Alex Balk at The Awl published a brief post against longform nonfiction storytelling. Here's a quote from the piece, which I think gets the point across with even more brevity: "Are there some stories so intricate that they actually demand tens of thousands of words to tell them? Sure. Maybe six or seven a year. Everything else you read is padding or awards-bait."
It's purposefully incendiary stuff, and obviously a broad generalization. Personally, I tend to prize pieces of a certain length; here at the Seattle Review of Books, we rarely publish reviews that are shorter than a thousand words, because we think anything less tends to fully fail to develop an idea. I recently wrote a piece for the site that was over three thousand words, but I hope to cut it down a little bit in the editing process.
But in general, I tend to agree with Balk; I've read a lot of longform pieces that have wasted my time. I'm fine with digressions and taking your time to tell a story, but a story should be exactly as long as it needs to be. We've all read magazine articles that have been puffed out to book-length; we all agree that those are terrible. When that happens, we feel manipulated, and it sours the reading experience. Same with longform. That said, I am always in favor of more writers writing more, and if longform is the vessel that gets readers in front of writing, that's a-okay with me.
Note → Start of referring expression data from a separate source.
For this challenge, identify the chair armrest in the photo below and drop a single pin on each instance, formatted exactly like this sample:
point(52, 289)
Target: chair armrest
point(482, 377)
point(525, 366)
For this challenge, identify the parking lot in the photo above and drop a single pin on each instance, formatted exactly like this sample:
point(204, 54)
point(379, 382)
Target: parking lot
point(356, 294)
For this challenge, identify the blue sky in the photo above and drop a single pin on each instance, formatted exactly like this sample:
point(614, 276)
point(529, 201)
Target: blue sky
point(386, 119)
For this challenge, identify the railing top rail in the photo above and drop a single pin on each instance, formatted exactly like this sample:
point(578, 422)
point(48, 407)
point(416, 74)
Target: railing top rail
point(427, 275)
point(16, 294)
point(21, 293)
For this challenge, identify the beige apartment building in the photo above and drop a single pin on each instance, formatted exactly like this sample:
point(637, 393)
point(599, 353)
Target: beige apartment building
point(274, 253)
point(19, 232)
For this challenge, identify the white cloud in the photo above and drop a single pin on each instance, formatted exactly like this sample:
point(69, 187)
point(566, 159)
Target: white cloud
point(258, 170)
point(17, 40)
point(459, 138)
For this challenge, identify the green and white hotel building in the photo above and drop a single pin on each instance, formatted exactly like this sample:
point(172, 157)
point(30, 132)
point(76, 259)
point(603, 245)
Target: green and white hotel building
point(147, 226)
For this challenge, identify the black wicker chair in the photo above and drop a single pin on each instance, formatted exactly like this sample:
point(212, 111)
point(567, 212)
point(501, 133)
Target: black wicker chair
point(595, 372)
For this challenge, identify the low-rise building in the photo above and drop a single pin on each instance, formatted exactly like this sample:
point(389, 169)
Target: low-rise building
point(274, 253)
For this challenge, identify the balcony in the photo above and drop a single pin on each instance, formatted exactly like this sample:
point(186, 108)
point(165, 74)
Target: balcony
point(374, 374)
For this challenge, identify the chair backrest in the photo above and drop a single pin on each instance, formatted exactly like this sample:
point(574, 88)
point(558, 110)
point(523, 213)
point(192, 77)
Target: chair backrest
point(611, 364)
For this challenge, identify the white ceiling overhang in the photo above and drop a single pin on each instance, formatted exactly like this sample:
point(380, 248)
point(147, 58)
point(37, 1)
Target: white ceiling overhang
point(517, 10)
But rather than arguing about a nonexistent perfect metric for exactly how long a piece should be, I'd rather everyone read this great post by Chuck Wendig about why paying writers is so important. It's titled "Scream It Until Their Ears Bleed: Pay the Fucking Writers," and it's in response to an idiotic Huffington Post editor's bullshit claims that paying writers is "not a real authentic way of presenting copy," that because Huffington Post bloggers write out of passion, their writing somehow has more merit. I don't know how many words Wendig's post is, but I can tell you it's exactly as long as it should be.